Antes de adentrar na temática a ser propriamente debatida, importante elucidar que, a opinião aqui detalhada trata-se de exposição exclusivamente técnico-acadêmica sobre o assunto, fruto de pesquisa científica metodológica elaborada pelo Autor. Não havendo qualquer objetivo em distorcer ou criticar decisões administrativas já consolidadas sobre o tema, assim como, as autoridades citadas durante o texto.

Esclarecido isso, no artigo da semana o foco ficará na análise do art. 97 do Código de Ética e Disciplina dos Militares de Minas Gerais, bem como sua combinação com o art. 91, do mesmo Diploma; mais detalhadamente, sobre a competência dos Comandantes-Gerais, da PMMG e do CBMMG, em implantarem normas, por meio da Administração Castrense, de forma irregular, e com verdadeiro envoltório de valor legal, substituindo a legislação aprovada, e em vigor, por meras resoluções ou instruções administrativas. Diz o artigo 97 do CEDM/MG:    

Art. 97. Os casos omissos ou duvidosos, resultantes da aplicação deste Código, serão normatizados pelo Comandante-geral, mediante atos publicados no Boletim Geral das IMEs ou equivalente no CBMMG.

Considerando a norma legislativa descrita, este signatário, se receia da atual utilização dos fundamentos presentes no art. 97 do CEDM/MG; visto que, é de conhecimento geral, a não observação, com os cuidados necessários sobre o que realmente é normatizar casos omissos ou duvidosos.

Observe que, apenas em uma consulta inicial, na atuais normas internas das corporações militares mineiras, pode-se visualizar várias orientações administrativas com publicação destoante ao conceito de omissão ou dúvida, empenhos obrigatórios na normatização desses atos.
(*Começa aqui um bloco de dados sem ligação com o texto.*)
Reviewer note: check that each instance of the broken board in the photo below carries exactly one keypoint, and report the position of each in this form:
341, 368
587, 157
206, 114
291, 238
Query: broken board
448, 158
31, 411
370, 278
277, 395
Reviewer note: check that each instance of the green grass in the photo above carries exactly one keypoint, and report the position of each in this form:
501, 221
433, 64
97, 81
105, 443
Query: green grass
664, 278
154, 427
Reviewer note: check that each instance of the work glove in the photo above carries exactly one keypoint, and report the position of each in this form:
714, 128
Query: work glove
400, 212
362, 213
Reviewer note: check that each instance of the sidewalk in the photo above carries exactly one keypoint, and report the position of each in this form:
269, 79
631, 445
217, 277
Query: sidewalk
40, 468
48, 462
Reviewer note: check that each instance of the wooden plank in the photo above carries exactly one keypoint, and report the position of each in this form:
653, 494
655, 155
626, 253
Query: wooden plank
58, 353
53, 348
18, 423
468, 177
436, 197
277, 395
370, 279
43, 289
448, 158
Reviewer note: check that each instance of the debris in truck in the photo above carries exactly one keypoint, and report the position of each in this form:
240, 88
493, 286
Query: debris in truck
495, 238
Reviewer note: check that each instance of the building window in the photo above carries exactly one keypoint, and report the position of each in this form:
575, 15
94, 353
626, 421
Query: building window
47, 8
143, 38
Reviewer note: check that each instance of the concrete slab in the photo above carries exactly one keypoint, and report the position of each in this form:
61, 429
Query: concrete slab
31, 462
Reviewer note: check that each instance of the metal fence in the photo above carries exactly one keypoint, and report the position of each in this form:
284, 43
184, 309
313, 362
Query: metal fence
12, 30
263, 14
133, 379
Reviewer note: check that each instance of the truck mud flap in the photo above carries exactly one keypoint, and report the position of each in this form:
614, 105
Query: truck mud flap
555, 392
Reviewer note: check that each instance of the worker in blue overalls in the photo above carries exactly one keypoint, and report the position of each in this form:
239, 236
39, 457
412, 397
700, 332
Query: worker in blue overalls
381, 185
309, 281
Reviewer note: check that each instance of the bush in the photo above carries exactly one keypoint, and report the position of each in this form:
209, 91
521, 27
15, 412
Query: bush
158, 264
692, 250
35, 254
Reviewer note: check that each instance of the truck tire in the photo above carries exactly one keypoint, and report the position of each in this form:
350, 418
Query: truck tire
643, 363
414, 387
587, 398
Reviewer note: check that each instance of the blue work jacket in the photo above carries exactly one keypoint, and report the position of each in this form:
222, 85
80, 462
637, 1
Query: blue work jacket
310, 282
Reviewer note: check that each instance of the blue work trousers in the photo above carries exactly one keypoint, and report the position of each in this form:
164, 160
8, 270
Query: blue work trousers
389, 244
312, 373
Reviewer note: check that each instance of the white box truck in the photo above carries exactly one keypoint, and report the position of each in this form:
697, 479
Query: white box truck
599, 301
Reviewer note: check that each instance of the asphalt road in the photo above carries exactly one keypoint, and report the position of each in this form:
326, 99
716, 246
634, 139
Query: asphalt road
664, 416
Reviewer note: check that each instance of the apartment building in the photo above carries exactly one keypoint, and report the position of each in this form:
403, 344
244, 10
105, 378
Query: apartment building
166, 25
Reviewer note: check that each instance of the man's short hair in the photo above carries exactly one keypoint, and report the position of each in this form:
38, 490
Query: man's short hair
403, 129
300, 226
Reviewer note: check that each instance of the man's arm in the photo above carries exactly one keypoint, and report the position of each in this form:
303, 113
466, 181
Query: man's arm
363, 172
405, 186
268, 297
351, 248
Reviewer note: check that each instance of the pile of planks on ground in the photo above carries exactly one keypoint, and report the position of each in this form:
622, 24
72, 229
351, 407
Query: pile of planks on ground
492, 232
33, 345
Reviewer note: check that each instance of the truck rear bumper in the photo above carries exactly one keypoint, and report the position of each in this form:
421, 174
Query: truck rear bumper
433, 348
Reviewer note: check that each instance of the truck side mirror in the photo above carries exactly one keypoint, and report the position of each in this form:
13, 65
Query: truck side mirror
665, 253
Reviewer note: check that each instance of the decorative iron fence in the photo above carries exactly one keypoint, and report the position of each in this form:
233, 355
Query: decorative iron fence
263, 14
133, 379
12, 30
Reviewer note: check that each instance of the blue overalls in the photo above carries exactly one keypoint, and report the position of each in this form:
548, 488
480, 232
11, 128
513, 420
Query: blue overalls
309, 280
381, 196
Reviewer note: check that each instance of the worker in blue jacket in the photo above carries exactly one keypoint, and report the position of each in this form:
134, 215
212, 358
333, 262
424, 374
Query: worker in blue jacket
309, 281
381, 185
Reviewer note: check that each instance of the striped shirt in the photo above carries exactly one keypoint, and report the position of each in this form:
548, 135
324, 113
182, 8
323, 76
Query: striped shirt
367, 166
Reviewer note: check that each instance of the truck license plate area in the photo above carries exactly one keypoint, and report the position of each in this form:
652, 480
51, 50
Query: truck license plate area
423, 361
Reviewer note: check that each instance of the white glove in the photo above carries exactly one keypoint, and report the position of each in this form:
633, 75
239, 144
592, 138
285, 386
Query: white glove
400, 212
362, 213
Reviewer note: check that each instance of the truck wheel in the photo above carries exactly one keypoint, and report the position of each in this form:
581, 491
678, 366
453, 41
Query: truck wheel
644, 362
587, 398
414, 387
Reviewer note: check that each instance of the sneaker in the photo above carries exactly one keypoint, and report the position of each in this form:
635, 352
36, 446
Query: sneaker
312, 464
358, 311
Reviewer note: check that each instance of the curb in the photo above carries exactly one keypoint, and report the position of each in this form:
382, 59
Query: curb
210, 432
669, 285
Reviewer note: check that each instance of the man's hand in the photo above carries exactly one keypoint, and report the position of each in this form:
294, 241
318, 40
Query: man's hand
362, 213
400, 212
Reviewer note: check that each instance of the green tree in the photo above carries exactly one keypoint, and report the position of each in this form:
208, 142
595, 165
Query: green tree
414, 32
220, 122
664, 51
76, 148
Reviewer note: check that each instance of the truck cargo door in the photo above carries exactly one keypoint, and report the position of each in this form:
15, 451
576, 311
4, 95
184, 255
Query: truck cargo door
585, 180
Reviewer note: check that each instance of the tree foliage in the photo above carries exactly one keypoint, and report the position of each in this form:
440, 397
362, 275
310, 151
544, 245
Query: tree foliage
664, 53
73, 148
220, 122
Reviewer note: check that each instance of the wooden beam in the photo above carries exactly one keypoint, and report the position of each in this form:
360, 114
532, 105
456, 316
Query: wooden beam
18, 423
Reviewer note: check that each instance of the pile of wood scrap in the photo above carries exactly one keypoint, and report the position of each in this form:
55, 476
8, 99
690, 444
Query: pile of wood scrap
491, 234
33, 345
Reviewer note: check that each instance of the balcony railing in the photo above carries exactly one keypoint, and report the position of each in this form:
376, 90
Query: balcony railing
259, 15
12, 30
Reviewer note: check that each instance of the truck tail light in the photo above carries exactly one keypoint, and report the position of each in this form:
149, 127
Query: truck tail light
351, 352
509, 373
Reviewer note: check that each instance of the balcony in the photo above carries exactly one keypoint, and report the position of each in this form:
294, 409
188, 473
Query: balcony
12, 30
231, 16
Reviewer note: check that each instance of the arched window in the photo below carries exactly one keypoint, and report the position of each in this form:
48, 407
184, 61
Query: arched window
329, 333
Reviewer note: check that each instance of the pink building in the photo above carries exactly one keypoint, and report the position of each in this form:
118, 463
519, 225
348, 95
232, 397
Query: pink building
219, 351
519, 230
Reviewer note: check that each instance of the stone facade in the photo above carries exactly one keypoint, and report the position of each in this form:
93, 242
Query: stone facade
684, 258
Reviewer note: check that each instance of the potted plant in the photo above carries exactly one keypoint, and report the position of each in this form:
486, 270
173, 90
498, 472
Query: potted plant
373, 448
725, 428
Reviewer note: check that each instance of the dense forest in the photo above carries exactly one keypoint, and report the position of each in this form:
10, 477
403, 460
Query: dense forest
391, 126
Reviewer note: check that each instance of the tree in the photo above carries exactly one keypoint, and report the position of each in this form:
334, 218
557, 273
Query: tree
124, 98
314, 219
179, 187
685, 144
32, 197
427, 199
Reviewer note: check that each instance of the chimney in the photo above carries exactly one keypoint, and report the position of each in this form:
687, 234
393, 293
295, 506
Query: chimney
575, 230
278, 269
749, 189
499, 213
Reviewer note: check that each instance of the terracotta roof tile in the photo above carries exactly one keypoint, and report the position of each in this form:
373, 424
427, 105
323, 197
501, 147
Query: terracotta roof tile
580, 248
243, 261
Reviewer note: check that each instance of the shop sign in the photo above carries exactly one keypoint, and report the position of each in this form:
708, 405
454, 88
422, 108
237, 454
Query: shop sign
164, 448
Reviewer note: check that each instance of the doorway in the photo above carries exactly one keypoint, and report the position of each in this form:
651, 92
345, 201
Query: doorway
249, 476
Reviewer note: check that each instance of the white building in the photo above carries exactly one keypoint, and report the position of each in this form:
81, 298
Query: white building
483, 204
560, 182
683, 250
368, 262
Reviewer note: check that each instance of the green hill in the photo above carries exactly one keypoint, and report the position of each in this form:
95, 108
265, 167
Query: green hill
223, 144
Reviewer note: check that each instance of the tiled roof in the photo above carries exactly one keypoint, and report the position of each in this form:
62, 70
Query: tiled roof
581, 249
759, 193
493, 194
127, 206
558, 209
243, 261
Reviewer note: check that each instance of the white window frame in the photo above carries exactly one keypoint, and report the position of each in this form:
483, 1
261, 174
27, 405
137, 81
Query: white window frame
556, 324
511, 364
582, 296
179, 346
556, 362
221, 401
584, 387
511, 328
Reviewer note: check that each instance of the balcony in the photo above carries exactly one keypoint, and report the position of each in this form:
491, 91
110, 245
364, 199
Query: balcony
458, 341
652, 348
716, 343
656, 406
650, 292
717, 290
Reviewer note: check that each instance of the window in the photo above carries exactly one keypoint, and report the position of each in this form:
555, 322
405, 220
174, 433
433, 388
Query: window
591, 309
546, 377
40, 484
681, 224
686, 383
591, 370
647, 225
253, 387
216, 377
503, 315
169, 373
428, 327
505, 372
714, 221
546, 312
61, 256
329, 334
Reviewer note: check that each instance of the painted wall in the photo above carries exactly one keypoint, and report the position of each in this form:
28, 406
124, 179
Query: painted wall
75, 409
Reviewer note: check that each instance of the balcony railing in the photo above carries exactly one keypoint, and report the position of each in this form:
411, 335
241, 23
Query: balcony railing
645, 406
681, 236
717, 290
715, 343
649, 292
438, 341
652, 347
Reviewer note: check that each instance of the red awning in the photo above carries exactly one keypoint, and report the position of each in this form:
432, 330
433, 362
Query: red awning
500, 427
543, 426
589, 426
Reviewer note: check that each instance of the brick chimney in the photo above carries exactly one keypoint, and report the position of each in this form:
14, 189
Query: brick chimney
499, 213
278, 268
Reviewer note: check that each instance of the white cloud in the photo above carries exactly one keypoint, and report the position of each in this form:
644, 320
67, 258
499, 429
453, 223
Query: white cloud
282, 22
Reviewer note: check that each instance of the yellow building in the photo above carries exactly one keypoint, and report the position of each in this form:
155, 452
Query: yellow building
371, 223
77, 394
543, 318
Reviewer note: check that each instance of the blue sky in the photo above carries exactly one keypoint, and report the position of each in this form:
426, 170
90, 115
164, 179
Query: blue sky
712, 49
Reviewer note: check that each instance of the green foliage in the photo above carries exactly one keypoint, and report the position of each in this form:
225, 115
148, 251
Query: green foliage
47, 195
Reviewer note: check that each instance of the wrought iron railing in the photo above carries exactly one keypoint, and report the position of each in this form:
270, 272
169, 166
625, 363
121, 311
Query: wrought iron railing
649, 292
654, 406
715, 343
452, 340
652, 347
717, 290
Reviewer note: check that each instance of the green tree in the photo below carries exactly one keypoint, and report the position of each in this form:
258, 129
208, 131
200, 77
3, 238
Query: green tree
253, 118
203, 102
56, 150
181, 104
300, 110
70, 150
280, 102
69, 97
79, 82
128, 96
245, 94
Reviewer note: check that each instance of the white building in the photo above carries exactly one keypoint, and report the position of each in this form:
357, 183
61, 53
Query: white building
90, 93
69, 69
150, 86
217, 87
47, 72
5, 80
Primeiramente, cabe uma atenção especial ao termo NORMATIZAÇÃO. Normatizar uma lei, é na sua essência elaborar regras que determinem certeza às questões formais de um ponto omisso ou duvidoso presente na norma legislativa aprovada. Logicamente, ao se determinar como sendo uma questão formal, tem-se que o ato de normatizar não é interpretativo, mas segue um rito lógico, ou seja, não cabe a uma autoridade interpretar se um determinado termo é menos ou mais aproveitável em certo caso; visto que, tal característica é essencialmente interpretativa, sendo, então, de análise subjetiva, não podendo ser taxativamente definida, pois tem caráter abstrato, particular à cada necessidade de análise.

O que se busca na normatização, como o próprio Código de Ética deixa claro, é taxativamente a possibilidade de normatizar casos omissos ou duvidosos que estejam como parte da sua aplicação.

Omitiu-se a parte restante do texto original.